After three years in the School Renewal Program, Orchard Collegiate Academy is a school on the rise.
Just a few years ago, the State Education Department had deemed us one of the lowest performing schools and said we were at risk for a takeover by an independent authority. Our enrollment was shrinking, with only about 40 ninth-graders. Our graduation rate had bounced around the 40s and 50s for years, topping out at 63 percent – well below the citywide average. But most importantly, when you walked the building, the culture and climate was not strong. We had so much more work to do to serve our students and families.
Through the School Renewal Program, we got the support we needed to do just that.
We now have a Community Schools partnership with Henry Street Settlement, which is a community-based organization, and this synergy means everything to us and our kids. Henry Street provides two social workers and four social work interns to meet our students’ socio-emotional needs. We opened a new mental health clinic in 2015, which they help manage. My Community School Director, Dayna Hamann, has built bonds with our students and families that pay off in and out of the classroom. For me, our Family Night this fall reflected how far we’ve come; the kind of parent and student turnout and energy we saw would not have been possible without the Community Schools model.
In our classrooms, there’s been the same upward trend. We’ve bolstered the instruction going on in each of our classrooms with new training and resources that we’ve gotten through the Renewal program, and added AP courses and partnerships with NYU and BMCC. With guidance almost every day from my principal mentor Sandy Kase and Superintendent Daniella Phillips, we developed a clear goal – 100 percent of our students going on to the college or career of their choice – and the instructional plan to get us there. This year, we’re focusing on intellectual exchange – our students’ ability to communicate, discuss, and defend their ideas. It’s critical to their success after they graduate.
As part of our story of renewal, we also restructured and rebranded. When I started as principal, we were “Henry Street School for International Studies,” for students in grades 6-12. But there was no strong international studies component, and trying to focus on both middle and high school grades weakened instruction.

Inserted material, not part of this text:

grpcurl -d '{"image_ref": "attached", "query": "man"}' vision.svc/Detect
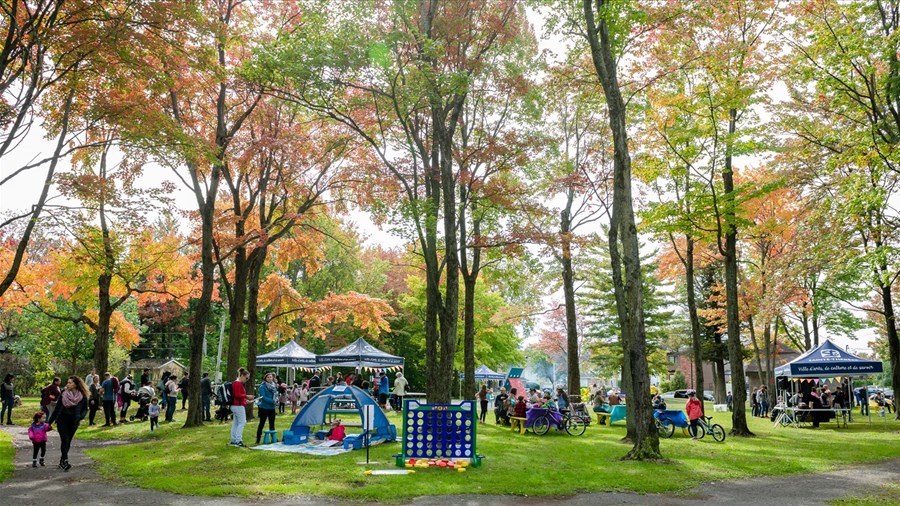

So we became Orchard Collegiate Academy – a 9-12 school whose focus on getting our students to college is now clear to anyone who hears our name. This revamp has been essential to our success.
Now, New York State has designated us a School in Good Standing. Our enrollment is growing, with 70 9th-graders this year. Our preliminary graduation rate last year was 66 percent, and I’m aiming for 90 percent this year. And this week, we were named one of New York City’s 21 “Rise Schools” – schools that have made enough gains to transition out of the Renewal program. While some things will change, I’m excited that, as a Rise School, we’ll continue to have our Community Schools model and the targeted investments and supports that have been essential to our progress.
We have developed a clear vision, clear goals, and a clear path to success for our kids and families. Orchard Collegiate Academy is clearly on the rise, and I’m looking forward to all the work that lies ahead.
Miles Doyle is the principal of Orchard Collegiate Academy, a high school on the Lower East Side of Manhattan.